Abstract

The mitigation of societal damage from urban floods requires fast hydraulic models for emergency and planning purposes. The simplified mathematical model Cellular Automata is combined with Motion Cost fields, which score the difficulty to traverse an area, to the urban inundation model CAMC. It is implemented with simple matrix and logic operations to achieve high computational efficiency. The development concentrated on an application in dense urban built-up areas with numerous buildings. CAMC is efficient and flexible enough to be used in a “live” urban flood warning system with current weather conditions. A case study is conducted in the German city of Wuppertal with about 12,000 buildings.
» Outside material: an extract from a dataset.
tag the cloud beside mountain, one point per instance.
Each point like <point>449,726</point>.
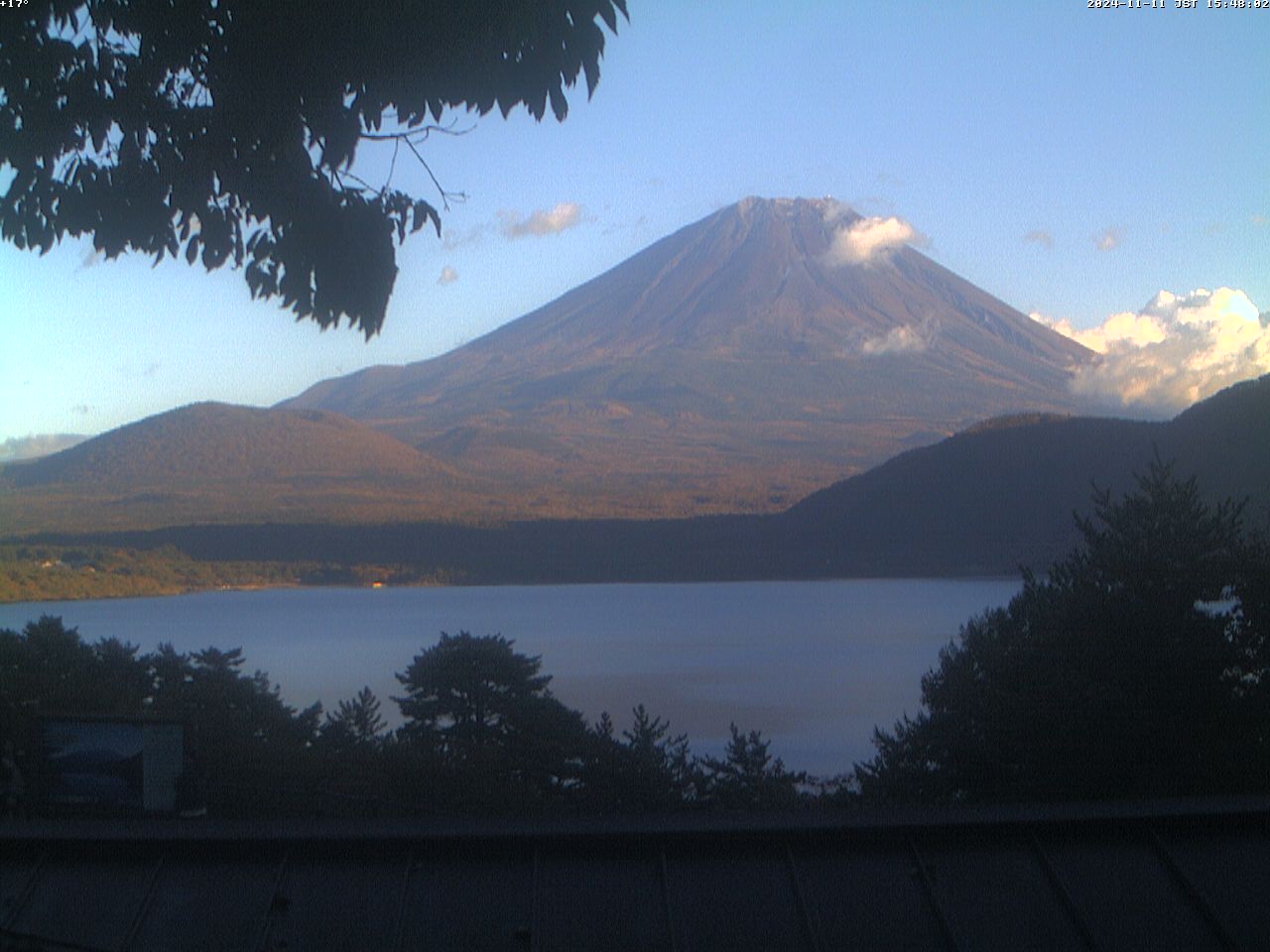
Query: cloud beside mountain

The water depth estimation of every time step are visualized in a web-interface on the basis of the virtual globe NASA WorldWind. CAMC is compared with the shallow water equations-based model ANUGA. CAMC is approximatively 5 times faster than ANUGA at high spatial resolution and able to maintain numerical stability. The Nash-Sutcliffe coefficient (0.61), Root Mean Square Error (0.39 m) and Index of Agreement (0.65) indicate acceptable agreement for water depth estimation but identify different areas where important deviations occur. The estimation of velocity performs considerably less well (0.34 for Nash-Sutcliffe coefficient, 0.13 ms − 1 for Root Mean Square Error, and 0.39 for Index of Agreement) because CA ignores momentum conservation.

Highlights

  • Climate change and urbanisation are driving forces in the increasing occurrence and severity of urban floods [1,2,3,4]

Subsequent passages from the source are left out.